Наконец мы тронулись. Но странные чары не развеялись. Мы проехали всего лишь два-три квартала, и жена радостно воскликнула:
— Вот здорово, уже Гаага!
— С чего ты взяла?
— А вон Дворец конгрессов. — Она показала на залитое оранжевым светом величественное здание.
— Господь с вами! — разбитым голосом сказал стажер. — Это клуб гомосексуалистов «Ганимед»…
* * *
…Я не люблю категорические утверждения там, где дело касается искусства. Например: писатель не может без питательной среды, подразумевая под этим в равной мере круг людей, ценящих, понимающих его, и собратьев по перу, близких мировоззрением, отношением к жизни и литературному делу. Почему не может? Может, коли так складываются обстоятельства. Безмерно одинокий Франц Кафка, а из новых — Сэлинджер, избравший добровольное затворничество. Я думал, что Боб ден Ойл принадлежит к таким одиночкам и ему надо черпать мужество в себе самом и в любви-жалости родных людей, но ошибся.

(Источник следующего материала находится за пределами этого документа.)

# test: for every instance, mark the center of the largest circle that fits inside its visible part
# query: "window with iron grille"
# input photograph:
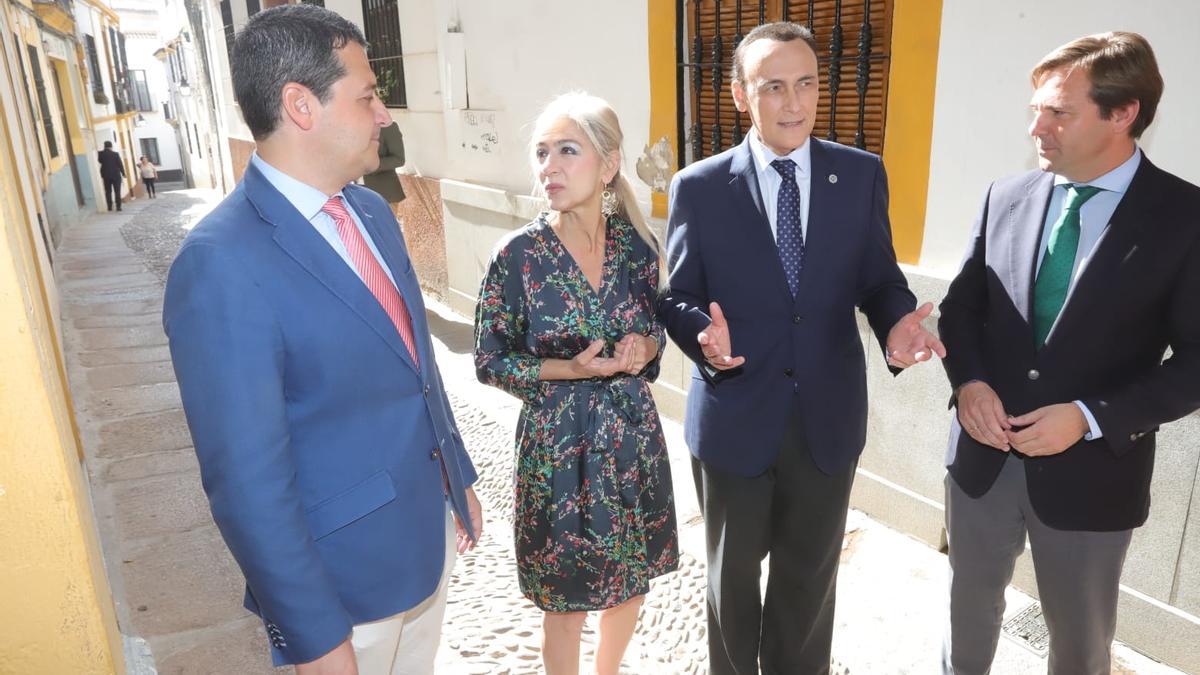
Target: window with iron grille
(29, 99)
(853, 51)
(382, 21)
(150, 149)
(43, 101)
(227, 23)
(141, 91)
(97, 81)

Я не сказал, что во время нашей экскурсии по Роттердаму Боб завел нас в новый, знаменитый на всю Европу концертный зал. Не стану расписывать архитектурные и прочие достоинства выдающегося сооружения, скажу лишь, что это не только помещение для концертов, но и культурный центр Роттердама. Здесь устраиваются самые разные выставки: от картин до лыж, проводятся дискуссии, обсуждения новых явлений в музыке, литературе, живописи, здесь же «имеют место», пользуясь языком официального велеречия, ежегодные поэтические форумы.

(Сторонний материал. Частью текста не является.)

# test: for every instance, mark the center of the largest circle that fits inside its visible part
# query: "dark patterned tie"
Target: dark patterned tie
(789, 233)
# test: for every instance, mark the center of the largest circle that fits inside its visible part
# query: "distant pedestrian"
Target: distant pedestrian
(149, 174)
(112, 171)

Боб ден Ойл познакомил меня с главой поэтического штаба, устроителем международных сходок стихотворцев, бескорыстным энтузиастом, работающим не покладая рук на общественных началах ради великого дела сближения людей. Этот славный человек предложил устроить мой литературный вечер в одной из народных библиотек города. Вечер состоялся. О нем было объявлено в газетах, и небольшой зал, которым располагает библиотека, не вместил всех любителей российской словесности. Сюда съехались слависты из Амстердама, Утрехта, Лейдена, пришли местные литераторы, среди них один, самостоятельно изучивший русский язык, учителя и просто люди, которым это почему-то было интересно. Явился сияющий Боб ден Ойл со всем семейством.
До того как вечер начался, мы долго томились в битком набитом помещении библиотеки среди стеллажей, шкафов и полок с книгами, где было не присесть и нечем дышать, до одурения накачиваясь черным кофе — огромный кофейник не сходил с электрической плитки. И тут я увидел на столике, возле деревянного ящичка с карточками абонентов, фотографию Боба, очень похожую на ту, что помещена в «Иностранной литературе», и очень непохожую на живого Боба, рядом лежали газетные вырезки опять-таки с портретом Боба и небольшая книжка, изданная в 1975 году, в обложке цвета голубиного крыла, на которой было написано крупно: «Боб ден Ойл. Люди» — и помельче: «Пятнадцать портретов». Он не дарил мне этой книжки и даже не упоминал о ней в разговоре.